One good thing about this album is that it does not just draw the attention of the typical psychedelic art lovers as it also houses a forty-one-minute long catchy dissonant black metal record which holds its own weird hint of psychedelically tripped out leads. Basically, the core of the record loiters in the domain of atmospheric black metal, but from time to time it navigates into a very experimental avant-garde bailiwick while fully embracing Tyraenos's rich layer of acid-fried creativity and tapping in some saccharine flamboyant saxophone playing. There is plenty of seething guitar leads and lots of helical keyboard work in here which helps in creating the eldritch undercurrent that the opus conveys.
Riffs from the guitar department are absolutely enthralling and hypnotizing as it sends the listeners into a spiral space of psychedelic madness. Another thing of beauty about the guitar area in this release is that other than the psychedelic edge that it does offer; it also has that cacophonous nature which cuts through a bent cosmos of atmospheric and avant-garde black metal landscape as the keyboard section lurks behind the background while producing its own haunting vibe. The combination of the guitar and keyboard passages had helped a lot in firmly establishing the evocative essence of the material as a whole.

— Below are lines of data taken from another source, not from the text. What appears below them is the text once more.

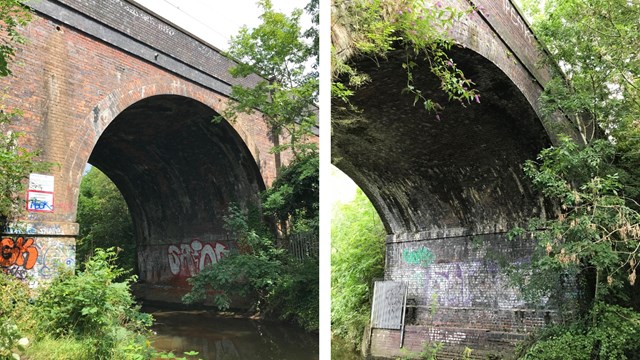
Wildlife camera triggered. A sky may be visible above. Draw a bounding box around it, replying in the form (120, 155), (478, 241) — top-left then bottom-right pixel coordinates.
(130, 0), (308, 51)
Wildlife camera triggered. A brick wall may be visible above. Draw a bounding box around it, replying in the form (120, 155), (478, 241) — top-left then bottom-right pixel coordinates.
(369, 234), (558, 358)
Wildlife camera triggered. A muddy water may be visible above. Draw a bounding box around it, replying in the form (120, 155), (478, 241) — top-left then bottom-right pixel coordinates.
(148, 310), (319, 360)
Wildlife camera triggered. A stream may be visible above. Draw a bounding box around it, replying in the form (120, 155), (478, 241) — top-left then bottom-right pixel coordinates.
(147, 309), (319, 360)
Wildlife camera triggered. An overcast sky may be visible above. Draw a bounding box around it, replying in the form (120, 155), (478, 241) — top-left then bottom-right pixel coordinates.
(130, 0), (308, 51)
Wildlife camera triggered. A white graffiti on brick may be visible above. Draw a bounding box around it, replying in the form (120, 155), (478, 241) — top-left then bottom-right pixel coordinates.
(167, 239), (229, 277)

The drum department of the album is mainly set in a mid-paced tempo, but it often goes to a pounding and sludgy beating; furthermore, it also stirs to fast-moving territories, as the hymns in the offering progress in changing its pulse. Tyraenos' vocal delivery is in a form of ghoulish black metal howls which in a fair and sensible way fits the demented and grim ambiance of the songs. Listeners will also dig the semi-polished production quality of "12 Winter Moons Comes the Witches Brew". I love how the songs in here have that crystal clear sounding resonance, yet it still packs a punch of raw attitude and aggressiveness. The music it possessed is biting, even so, it retains vividness and a flexibility of melodic intonation that tolerates the band's music to breathe. I would also like to address that in this offering Arkheth had created an atmosphere that is only equaled by a few metal acts these days.

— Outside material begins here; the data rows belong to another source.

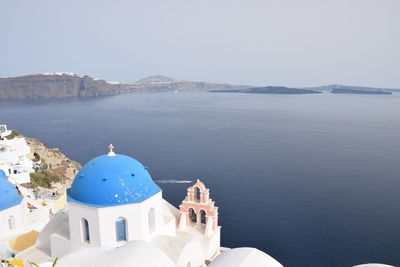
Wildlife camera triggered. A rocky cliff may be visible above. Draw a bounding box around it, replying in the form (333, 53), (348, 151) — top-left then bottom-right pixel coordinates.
(0, 73), (120, 100)
(24, 135), (81, 187)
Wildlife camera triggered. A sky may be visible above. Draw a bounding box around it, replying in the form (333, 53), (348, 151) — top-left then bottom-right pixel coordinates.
(0, 0), (399, 87)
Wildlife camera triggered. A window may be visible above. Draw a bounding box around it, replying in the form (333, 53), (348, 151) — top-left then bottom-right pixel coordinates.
(148, 208), (156, 234)
(115, 219), (127, 242)
(8, 216), (15, 231)
(189, 208), (196, 223)
(82, 218), (90, 243)
(200, 210), (206, 224)
(195, 187), (201, 202)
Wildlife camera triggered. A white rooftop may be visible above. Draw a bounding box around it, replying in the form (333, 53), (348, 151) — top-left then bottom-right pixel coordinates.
(209, 247), (284, 267)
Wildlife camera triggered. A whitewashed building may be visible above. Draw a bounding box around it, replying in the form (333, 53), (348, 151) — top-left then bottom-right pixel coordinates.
(0, 125), (34, 184)
(0, 171), (50, 259)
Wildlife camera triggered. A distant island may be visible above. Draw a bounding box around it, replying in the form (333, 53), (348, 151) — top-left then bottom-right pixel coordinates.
(331, 88), (392, 95)
(304, 84), (397, 94)
(210, 86), (322, 94)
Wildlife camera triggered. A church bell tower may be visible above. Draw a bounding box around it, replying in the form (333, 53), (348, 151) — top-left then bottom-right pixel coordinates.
(178, 180), (219, 236)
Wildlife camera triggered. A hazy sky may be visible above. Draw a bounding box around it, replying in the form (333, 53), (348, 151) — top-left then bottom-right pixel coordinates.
(0, 0), (399, 87)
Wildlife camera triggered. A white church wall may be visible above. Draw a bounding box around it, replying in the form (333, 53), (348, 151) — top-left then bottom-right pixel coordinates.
(162, 213), (177, 237)
(0, 204), (24, 239)
(161, 200), (179, 236)
(68, 203), (101, 247)
(39, 213), (70, 255)
(67, 192), (165, 249)
(96, 191), (164, 246)
(50, 233), (70, 257)
(205, 227), (221, 260)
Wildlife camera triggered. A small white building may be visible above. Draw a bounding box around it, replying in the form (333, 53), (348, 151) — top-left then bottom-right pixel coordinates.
(0, 125), (34, 184)
(0, 125), (11, 139)
(0, 171), (50, 259)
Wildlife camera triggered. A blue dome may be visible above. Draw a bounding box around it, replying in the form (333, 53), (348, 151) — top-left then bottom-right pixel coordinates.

To conclude my review of this indelible and evocative work of art, "12 Winter Moons Comes the Witches Brew" is an album worth the money purchasing and totally worth including in your extreme metal collection rack. This is an offering that extreme music aficionados would find easy to digest even with its combination of lengthy psychedelic weirdness and unearthly experimental state. It is a memorable metal release brewed by two dreadful hags in their cauldron of an acid-frenzied inventive black metal recipe as portrayed on the album's artwork. All of the five hymns in here has their own way of catching the audiences' attention and interest, but it's tracks like 'Dark Energy Equilibrium', 'Where Nameless Ghouls Weep', and 'A Place Under The Sun' that stands out the most. "12 Winter Moons Comes the Witches Brew" was released last February 20th of this year, so hurry and go get your own copy now while it's still fresh.